Both say they are “very, very tired”. 

The last few weeks have been a gruelling process. Cross-examination of the witnesses has so far exposed a lack of training and an apparent breakdown in processes in the lead up to Mr Morrison’s death. 

Among other claims, the coroner has heard how one senior guard left the prison to get lunch after Mr Morrison was taken away in an ambulance, how staff were told not to fill out incident reports despite a direct order from the general manager and how the van which had been used to transport Mr Morrison was immediately put back into service before police had a chance to inspect it. 

Of the three unit supervisors who have given evidence so far, all have initially insisted that there was nothing they could have done differently on the day. 

When Officer Gordon Burnell, the supervisor in charge of the G Division exit, was asked under cross examination why he did not call for an ambulance sooner, he told the court that in a prison environment “different rules apply”. 

“I decided that in the prison environment, the best thing to do would be to call a Code Black,” Mr Burnell said. 

A ‘Code Black’ is a signal that is rebroadcast across the institution calling for all available staff to lend support. 

Mr Burnell, who has been a prison officer for 28 years, told the court that officers may have been “cautious” in dealing with Mr Morrison due to the initial altercation that led to his restraint and that this led to the delay in performing CPR. 

“We deal with these situations from time-to-time and we’re not sure whether they’re faking it,” he said. 

In this way, the inquest into Mr Morrison’s death also has parallels to the 2014 death of Ms Dhu in South Hedland, Western Australia, where police and medical staff thought the 22-year-old Yamatji woman was faking her symptoms, right up until the point of her death from pneumonia and sepsis. 

Separately, Detective Sergeant Lisa Pettinau, who was in charge of the initial police investigation of Mr Morrison’s case, described for the court how misinformation and delays in getting access left her feeling “frustrated”.
 
In one example, Ms Pettinau described waiting with police forensic teams on the day he was restrained to speak to witnesses and victims, only to be told that they had gone home. 

“We were waiting and waiting. Then we were advised those officers had left for the day,” she said. 

Ms Pettinau would later be told that this information was false, and that the corrections officers were still on site. 

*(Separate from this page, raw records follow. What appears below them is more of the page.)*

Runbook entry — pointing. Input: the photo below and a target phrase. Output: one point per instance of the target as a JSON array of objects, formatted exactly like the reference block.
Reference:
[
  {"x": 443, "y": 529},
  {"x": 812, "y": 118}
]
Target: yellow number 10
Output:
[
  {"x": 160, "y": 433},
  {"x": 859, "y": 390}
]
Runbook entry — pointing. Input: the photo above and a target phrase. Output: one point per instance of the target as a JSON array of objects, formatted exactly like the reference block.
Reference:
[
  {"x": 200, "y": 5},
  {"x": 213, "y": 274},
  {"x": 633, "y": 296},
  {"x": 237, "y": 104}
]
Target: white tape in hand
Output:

What it appears to show is a pattern where police were kept in the dark about what happened, with investigators not even aware of the seriousness of Mr Morrison’s condition. While police had been told an assault had occurred and he had left the prison in an ambulance, Ms Pettinau said she was not told the extent of his injuries until near the end of her shift. 

“It was frustrating, yes. I expected a more collaborative approach,” Ms Pettinau said. 

“We just wanted to know what happened here.” 

That is also something the family would like to know. 

“I find it absolutely disgusting and appalling that people that were there on the day, that were involved, can sit back and withhold, like it’s their god given right, information about what happened, in the van in particular,” says Caroline. 

While both are waiting to see what results, they are sceptical about whether any real justice will flow from the inquest given the track record from similar cases elsewhere. 

“No one has ever been convicted,” says Latoya. “After over 500 Aboriginal deaths in custody, nobody has been convicted.” 

It is this, Caroline says, that has to change. 

“I want changes made. But good changes. Real change. Not pretend change to make it look good… We don’t live under the death penalty in Australia,” Caroline says. 

“I don’t want another death in custody, I don’t want to hear about another one. I want someone to be held accountable. I want witnesses to open their mouths, to stop staying quiet. I want the state government to follow the rest of the world and ban spit hoods.”